When preparing for RAAM people try to figure out the logistics of follow vans, a leap van and an RV for sleeping and eating. They weight the benefits of having a big vehicle for sleeping and changing against the downside that it’s a big vehicle. In a move to simplify this process we’ve decided to use two Sprinter Vans for our follow vans and a minivan for our leap van. This way the riders and crew will be able to more easily sleep and rest, while still being able to have any vehicle move into another role as needed.


Every team has their goal and our Rolf Prima team is no different. Though some aim to finish, we are not going out there aiming for second place. So we have set ourselves a time goal. The only thing is… we’re not telling.


There are a lot of topography changes throughout the country and at first when we were planning I was thinking “man, it’s nice to have a wheel company because we are going to bring an arsenal”. The reality is that our wheels are pretty versatile and we don’t really need an arsenal.

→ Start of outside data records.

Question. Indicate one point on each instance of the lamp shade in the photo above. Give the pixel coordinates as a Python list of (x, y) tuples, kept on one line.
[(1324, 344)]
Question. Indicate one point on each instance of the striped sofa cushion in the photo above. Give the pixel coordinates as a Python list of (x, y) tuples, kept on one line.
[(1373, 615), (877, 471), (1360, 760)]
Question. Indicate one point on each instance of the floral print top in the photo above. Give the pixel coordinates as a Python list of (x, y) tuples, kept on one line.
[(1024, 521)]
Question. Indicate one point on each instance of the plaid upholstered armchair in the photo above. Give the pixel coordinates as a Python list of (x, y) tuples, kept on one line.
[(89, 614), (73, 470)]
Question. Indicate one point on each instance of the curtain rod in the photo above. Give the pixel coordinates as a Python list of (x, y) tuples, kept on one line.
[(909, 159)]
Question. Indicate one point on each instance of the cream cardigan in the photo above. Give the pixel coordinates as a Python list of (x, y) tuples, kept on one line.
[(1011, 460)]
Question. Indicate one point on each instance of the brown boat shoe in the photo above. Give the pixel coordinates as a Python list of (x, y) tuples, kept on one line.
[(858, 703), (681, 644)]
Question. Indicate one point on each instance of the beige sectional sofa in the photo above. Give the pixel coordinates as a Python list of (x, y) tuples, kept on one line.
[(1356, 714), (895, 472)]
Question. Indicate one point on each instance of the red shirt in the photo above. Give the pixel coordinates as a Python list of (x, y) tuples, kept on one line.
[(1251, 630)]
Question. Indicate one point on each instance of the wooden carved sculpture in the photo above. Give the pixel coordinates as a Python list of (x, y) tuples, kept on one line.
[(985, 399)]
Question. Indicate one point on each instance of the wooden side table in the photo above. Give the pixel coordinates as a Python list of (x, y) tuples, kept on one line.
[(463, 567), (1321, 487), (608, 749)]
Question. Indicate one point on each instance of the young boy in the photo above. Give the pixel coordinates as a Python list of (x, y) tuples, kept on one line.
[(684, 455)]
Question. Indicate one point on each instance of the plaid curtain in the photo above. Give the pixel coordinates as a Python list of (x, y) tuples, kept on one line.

Here is what we are thinking:

1. Bring two bikes: one TT bike and road bike. Plus a spare to part out if things get dire.

2. TT bike: We plan to have an Ares6 (or Ares4) front and Disc rear which we will use everywhere we can. I know from my long course triathlon background that a TT set up is fastest wherever you can use it. It won’t excel in the mountains but in the plains and rolling terrain, it will be the way to go.

3. Road bike:  The primary will be Eos3 wheels. When we are not in full TT mode, these will be our workhorses. Great for climbing because they are feathery light but also great aerodynamics for the windy, rolling descents.

4. In the Quiver: Vigor’s. I don’t know that we will use these but because they are such a great all conditions, all-terrain wheelset, we have to bring them. These are the wheels we train with so they can ride shotgun and be ready to go.


Through the thick and thin of training and figuring out logistics the Lego dudes have been there – so much so that they are starting to look like us. It would feel like a part of the family was missing if we didn’t bring them along. I mean if Legos can be a part of the Jupiter Probe with NASA and fly all the way to Jupiter, surely they can make the 3,000 + mile cross country endurance ride with us. Mike has already claimed the one with the helmet and Carrie the one with the blond hair so I guess I just get the good looking one.


People who do endurance events understand the race. However, friends and family who don’t, just don’t get it. My parents talk about the “tour” I am doing this summer.  I figure it will be a “tour” just like the dictionary is a page-turner. We have done other things to know that we should be able suffer well; from Ironman’s, the Cape Epic, climbing expeditions in the Himalaya, to Leadville, to other sufferfests. This should be an added layer of sleep deprivation suffering and we are trying to keep a focus on keeping a good attitude. My wife’s heroine, Chrissie Wellington, powered through gutty Ironman wins with a smile – that is our goal.